Allora qui è lo zingarello e là i compagni di scuola in un istituto per ragazzi con problemi. Stupri sempre a carico di adolescenti di una quindicina d’anni. Pian piano, in un momento in cui le ossessioni mollano la presa, i media cominciano ad accorgersi che esiste l’omosessualità fra i ragazzi. Ma è come se avessero bisogno degli occhiali da sole: quel filtro è la violenza. Che io, a distanza le centinaia di chilometri dai fatti, non mi metto qui a negare. Diciamo che faccio qualche domanda, come al solito. Sono dubbi a margine delle certezze, i miei.

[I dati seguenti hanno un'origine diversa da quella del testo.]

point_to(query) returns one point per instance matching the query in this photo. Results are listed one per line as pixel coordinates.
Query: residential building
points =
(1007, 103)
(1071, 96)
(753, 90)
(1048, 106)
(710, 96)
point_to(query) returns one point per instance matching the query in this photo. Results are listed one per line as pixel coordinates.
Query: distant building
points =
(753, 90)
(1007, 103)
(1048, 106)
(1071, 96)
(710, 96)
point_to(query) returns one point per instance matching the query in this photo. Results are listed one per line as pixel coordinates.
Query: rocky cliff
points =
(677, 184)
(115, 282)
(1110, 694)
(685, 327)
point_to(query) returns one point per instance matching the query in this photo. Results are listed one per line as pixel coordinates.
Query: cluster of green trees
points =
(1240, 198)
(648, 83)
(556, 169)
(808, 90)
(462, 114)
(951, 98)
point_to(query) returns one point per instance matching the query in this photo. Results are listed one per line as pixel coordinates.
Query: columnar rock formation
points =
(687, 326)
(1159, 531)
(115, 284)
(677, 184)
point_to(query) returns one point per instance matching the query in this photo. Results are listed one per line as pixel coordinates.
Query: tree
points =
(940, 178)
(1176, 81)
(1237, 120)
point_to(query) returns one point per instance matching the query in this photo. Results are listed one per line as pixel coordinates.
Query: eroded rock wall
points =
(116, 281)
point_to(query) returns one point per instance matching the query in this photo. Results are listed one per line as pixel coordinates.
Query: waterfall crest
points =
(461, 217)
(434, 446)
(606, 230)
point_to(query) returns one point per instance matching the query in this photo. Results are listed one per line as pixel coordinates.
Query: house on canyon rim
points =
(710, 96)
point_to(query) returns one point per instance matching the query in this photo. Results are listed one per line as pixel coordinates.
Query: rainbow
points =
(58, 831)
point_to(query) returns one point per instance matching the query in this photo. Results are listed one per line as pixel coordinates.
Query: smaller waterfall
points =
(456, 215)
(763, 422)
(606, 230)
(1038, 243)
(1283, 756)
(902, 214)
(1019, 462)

Noi siamo sicuri, sì, che il ragazzo di Foggia sia stato preso e portato in un giardino pubblico e brutalizzato da un ragazzetto che ha quasi la stessa età? E’ senz’altro possibile che sia così e questo rimane lo scenario più probabile. E su Caltanissetta: ancora più probabile la violenza a carico del “disabile” che per la sua disabilità appare poco credibile e in grado di denunciare. Un classico del genere.
E tuttavia….
E tuttavia l’omosessualità non nasce a 25 anni. Bene o male, Ruini o no, la consapevolezza pubblica dell’esistenza dell’omosessualità ne ha accettato l’esistenza se si parla di adulti.
Ma quella coscienza non riesce a fare i conti con l’omosessualità giovanile perché non la sopporta, ed ha bisogno di scambiarla per violenza come deus ex machina da mettere al posto dell’indagine sulle cause. Ripeto: la violenza esiste ed è l’ipotesi più probabile nei casi di oggi e ieri. Ma chiedetevi cosa può pensare di raccontare ai genitori un ragazzino che ha prima acconsentito a un rapporto e poi si trova deluso, impaurito, pieno di dolore e che per questo viene scoperto e messo alle strette?
Come pensare che non darà ai genitori la versione che lo scagiona e lo libera da ogni responsabilità?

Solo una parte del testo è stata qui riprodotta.